Does this mean an open acknowledgement that the Workers' Party is falling into greater corruption, or is it merely one of those periodic calls for diligence, or is it advance notice of a coming purge? What it does not mean is reform. Bureaucracies never reform themselves by relying on the better nature of bureaucrats. Even the threat of punishment depends upon the workings of the bureaucracy itself, or perhaps of yet another, higher bureaucracy. What is needed for a check on bureaucratic corruption is some form of separation of powers, along with a free press to uncover and publicize bureaucratic corruption. I don't foresee that sort of reform in North Korea. But the North's elite does recognize that the system has problems, and Kim Jong Un's further remarks suggest genuine concern about disaffection among the populace:
The masses are the grass-roots foothold the Party relies on . . . . . [W]e should fully grasp the public sentiments and win over as many people as possible through efficient work with them.

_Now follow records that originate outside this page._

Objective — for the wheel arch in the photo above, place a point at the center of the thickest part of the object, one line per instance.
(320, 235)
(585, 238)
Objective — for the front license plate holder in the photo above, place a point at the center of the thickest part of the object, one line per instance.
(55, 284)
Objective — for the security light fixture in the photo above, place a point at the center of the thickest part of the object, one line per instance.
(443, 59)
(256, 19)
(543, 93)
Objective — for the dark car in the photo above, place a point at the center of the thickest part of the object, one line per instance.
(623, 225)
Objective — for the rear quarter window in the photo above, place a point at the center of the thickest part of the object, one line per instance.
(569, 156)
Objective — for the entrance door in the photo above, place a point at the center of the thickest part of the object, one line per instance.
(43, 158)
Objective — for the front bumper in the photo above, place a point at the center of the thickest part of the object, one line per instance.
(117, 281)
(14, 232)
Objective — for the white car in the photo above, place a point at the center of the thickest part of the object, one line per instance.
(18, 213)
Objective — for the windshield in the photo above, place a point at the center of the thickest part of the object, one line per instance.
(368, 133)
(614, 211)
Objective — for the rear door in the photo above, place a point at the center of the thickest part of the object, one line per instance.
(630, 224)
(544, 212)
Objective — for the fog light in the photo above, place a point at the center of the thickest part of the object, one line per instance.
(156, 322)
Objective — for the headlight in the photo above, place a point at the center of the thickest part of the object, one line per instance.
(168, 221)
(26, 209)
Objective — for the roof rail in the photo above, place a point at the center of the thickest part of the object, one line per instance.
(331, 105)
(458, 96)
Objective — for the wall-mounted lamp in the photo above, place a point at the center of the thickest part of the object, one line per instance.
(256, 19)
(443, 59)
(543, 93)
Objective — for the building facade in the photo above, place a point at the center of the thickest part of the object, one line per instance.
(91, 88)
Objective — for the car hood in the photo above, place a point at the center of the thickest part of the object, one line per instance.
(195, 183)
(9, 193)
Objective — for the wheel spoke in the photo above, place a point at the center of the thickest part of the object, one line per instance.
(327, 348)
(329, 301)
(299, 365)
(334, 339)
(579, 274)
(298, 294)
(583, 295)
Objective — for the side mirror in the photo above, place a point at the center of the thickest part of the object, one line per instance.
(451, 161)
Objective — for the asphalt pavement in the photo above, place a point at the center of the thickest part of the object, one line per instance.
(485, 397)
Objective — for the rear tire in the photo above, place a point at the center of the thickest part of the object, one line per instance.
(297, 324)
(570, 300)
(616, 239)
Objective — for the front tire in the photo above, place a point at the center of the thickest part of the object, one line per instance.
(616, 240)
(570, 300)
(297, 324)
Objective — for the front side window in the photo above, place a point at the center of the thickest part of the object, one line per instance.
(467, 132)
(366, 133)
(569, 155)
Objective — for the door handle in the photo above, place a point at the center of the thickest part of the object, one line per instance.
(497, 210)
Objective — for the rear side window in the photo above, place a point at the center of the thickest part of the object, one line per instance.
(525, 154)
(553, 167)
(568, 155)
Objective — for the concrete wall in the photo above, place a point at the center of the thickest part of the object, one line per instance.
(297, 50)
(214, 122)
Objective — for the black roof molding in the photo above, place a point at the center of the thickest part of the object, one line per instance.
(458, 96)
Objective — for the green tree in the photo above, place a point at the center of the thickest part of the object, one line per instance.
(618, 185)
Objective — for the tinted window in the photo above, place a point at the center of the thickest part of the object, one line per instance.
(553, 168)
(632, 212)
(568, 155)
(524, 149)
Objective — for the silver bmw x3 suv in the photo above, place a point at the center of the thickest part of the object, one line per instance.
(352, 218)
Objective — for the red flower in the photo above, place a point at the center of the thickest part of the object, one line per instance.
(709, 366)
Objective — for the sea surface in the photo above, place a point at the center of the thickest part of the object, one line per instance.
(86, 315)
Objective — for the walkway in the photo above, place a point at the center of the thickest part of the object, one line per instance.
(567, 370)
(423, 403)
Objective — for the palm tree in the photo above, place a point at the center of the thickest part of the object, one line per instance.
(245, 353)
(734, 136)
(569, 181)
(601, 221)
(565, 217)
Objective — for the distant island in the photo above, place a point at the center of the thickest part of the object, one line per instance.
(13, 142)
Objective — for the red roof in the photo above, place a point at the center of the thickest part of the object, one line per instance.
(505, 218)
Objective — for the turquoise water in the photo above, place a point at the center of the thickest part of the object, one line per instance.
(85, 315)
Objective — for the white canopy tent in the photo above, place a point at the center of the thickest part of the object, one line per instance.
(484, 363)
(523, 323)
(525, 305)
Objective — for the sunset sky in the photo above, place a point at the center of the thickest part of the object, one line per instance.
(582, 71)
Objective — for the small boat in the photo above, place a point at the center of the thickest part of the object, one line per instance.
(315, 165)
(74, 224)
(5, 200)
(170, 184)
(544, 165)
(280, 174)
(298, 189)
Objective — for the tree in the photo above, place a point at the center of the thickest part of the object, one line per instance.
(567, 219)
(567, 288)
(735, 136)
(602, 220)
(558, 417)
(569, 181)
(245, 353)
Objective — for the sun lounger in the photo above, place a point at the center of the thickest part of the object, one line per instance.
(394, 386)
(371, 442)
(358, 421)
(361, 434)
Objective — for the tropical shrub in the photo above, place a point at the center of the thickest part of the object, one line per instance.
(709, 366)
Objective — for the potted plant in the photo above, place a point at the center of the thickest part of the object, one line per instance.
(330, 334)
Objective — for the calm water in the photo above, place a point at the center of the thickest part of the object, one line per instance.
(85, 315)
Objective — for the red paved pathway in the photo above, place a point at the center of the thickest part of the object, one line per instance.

As rallying broad masses of people around the Party is an important issue decisive of the destiny of the Party and revolution, an amnesty was proclaimed last year . . . . It was ensured that most of the participants in the celebrations of the 66th anniversary of the Korean Children's Union were the children of ordinary workers, farmers, service personnel and intellectuals, rather than those of cadres, and the children of those who committed offences against the country were not discriminated [against] in being chosen as delegates if they were exemplary in study and organizational life of the Children's Union. The embrace that cares more for sick and wounded children, gives them love and affection, cures their sour wounds, helps them up and puts them forward again, instead of blaming them, this is the embrace of our motherly Party . . . . People have emotions and express their feelings differently according to their characters . . . . We should not indiscriminately discard people, even though they are unwilling to accept the Party's ideas. If so, it will result in a gradual decrease in the number of the people to be rallied around the Party. Party cells should not cram the Party's ideas into the heads of the masses, but educate them persuasively and perseveringly so that they would willingly accept the Party's ideas. It is very important to place trust in the people in winning over the masses. Political trust is followed by loyalty, but distrust produces betrayal . . . . [A] man may make mistakes in his work and life and even commit unforgivable crimes. No matter what serious mistakes or crimes he may make, and even though we find in him 99 per cent of demerits and only one per cent of merit or conscience, we should value his conscience, boldly trust him and lead him to start with a clean slate. People who have deep-seated mental agonies should be treated more kind-heartedly and particular attention should be paid to freeing them from worries lingering in their minds.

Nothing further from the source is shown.